Looks like a panda (my favorite mammal lol). Sometimes the flowers all come out with the same pattern but most times they are random.


----------



## Linus_Cello (Jan 7, 2021)

cool; where'd you get this from?


----------



## NYEric (Jan 7, 2021)

Pretty incredible. I would like one. Thanks for sharing.


----------



## DrLeslieEe (Jan 7, 2021)

I think I got from Hauserman's about 3 or 4 years ago. Good grower for my conditions.


----------



## Djthomp28 (Jan 7, 2021)

That's really beautiful!


----------



## DrLeslieEe (Jan 7, 2021)

I think 4 maybe 5 more buds to open.


----------



## Ozpaph (Jan 7, 2021)

that looks like a panda!


----------



## SouthPark (Jan 7, 2021)

Very nice!!!!! I love ribena too.


----------



## DrLeslieEe (Jan 7, 2021)

I'm originally from Borneo, so i know Ribena grape juice lol


----------



## southernbelle (Jan 8, 2021)

DrLeslieEe said:


> This is one of my favorite hybrids that combine bellina alba with the king of harlequins Golden Peoker.
> Looks like a panda (my favorite mammal lol). Sometimes the flowers all come out with the same pattern but most times they are random.
> 
> View attachment 24569
> ...


That’s really striking!! I saw a red/white one of this type on another sight but they didn’t say what it was. Obviously unusual!!


----------



## DrLeslieEe (Jan 19, 2021)

Two more flowers opened making 4 opened now, and two more buds to go. One flower has decided to have a big pimple on the petal lol.

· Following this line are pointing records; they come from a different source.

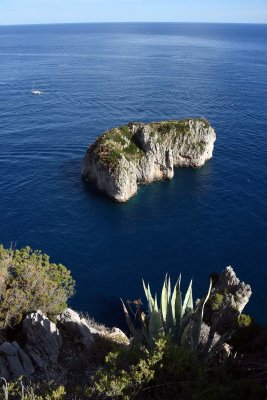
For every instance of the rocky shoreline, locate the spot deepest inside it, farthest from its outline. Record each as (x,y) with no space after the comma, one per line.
(140,153)
(74,347)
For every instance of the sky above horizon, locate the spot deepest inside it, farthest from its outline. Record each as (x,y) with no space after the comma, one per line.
(63,11)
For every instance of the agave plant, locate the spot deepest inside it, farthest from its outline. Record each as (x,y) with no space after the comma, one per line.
(178,318)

These flowers lasts a very long time too. Bonus!


----------



## Guldal (Jan 26, 2021)

Very beautifull! There is so much more Harlequin over this hybrid, than over the so called Harlequin-hybrids: Harlequin pattern - Google Search


----------



## DrLeslieEe (Feb 10, 2021)

Fully open now. Last flower has the panda eyes!


----------